Human exposure to organic arsenic species from seafood

Affiliations
Review

Human exposure to organic arsenic species from seafood

Vivien Taylor et al. Sci Total Environ. .

Abstract

Seafood, including finfish, shellfish, and seaweed, is the largest contributor to arsenic (As) exposure in many human populations. In contrast to the predominance of inorganic As in water and many terrestrial foods, As in marine-derived foods is present primarily in the form of organic compounds. To date, human exposure and toxicological assessments have focused on inorganic As, while organic As has generally been considered to be non-toxic. However, the high concentrations of organic As in seafood, as well as the often complex As speciation, can lead to complications in assessing As exposure from diet. In this report, we evaluate the presence and distribution of organic As species in seafood, and combined with consumption data, address the current capabilities and needs for determining human exposure to these compounds.

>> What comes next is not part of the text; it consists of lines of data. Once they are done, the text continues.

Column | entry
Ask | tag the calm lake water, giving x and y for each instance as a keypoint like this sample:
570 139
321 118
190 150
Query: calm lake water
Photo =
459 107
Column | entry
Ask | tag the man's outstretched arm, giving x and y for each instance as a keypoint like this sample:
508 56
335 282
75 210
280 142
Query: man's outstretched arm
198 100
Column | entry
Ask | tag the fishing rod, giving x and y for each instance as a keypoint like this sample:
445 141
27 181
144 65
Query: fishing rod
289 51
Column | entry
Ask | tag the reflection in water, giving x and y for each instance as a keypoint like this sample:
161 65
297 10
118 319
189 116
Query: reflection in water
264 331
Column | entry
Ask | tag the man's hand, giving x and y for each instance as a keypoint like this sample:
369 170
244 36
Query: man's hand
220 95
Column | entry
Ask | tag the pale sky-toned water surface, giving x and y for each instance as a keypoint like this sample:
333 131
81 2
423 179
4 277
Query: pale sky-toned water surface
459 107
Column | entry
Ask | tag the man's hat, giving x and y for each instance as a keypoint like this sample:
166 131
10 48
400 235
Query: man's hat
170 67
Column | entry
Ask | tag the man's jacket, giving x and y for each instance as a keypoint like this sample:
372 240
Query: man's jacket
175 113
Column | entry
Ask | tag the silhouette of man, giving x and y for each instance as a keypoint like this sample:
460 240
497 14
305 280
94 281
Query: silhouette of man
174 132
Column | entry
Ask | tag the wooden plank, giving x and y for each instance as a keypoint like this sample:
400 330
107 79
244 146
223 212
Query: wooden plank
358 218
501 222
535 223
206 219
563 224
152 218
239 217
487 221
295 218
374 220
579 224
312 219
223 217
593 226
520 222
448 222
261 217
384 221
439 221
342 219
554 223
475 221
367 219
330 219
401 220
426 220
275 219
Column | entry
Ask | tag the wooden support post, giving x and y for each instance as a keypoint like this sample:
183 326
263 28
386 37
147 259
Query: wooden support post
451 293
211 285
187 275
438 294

The analytical approaches and shortcomings for assessing these compounds are reviewed, with a focus on the best practices for characterization and quantitation. Metabolic pathways and toxicology of two important classes of organic arsenicals, arsenolipids and arsenosugars, are examined, as well as individual variability in absorption of these compounds. Although determining health outcomes or assessing a need for regulatory policies for organic As exposure is premature, the extensive consumption of seafood globally, along with the preliminary toxicological profiles of these compounds and their confounding effect on assessing exposure to inorganic As, suggests further investigations and process-level studies on organic As are needed to fill the current gaps in knowledge.

Keywords: Arsenolipid; Arsenosugar; Organic arsenic; Seafood.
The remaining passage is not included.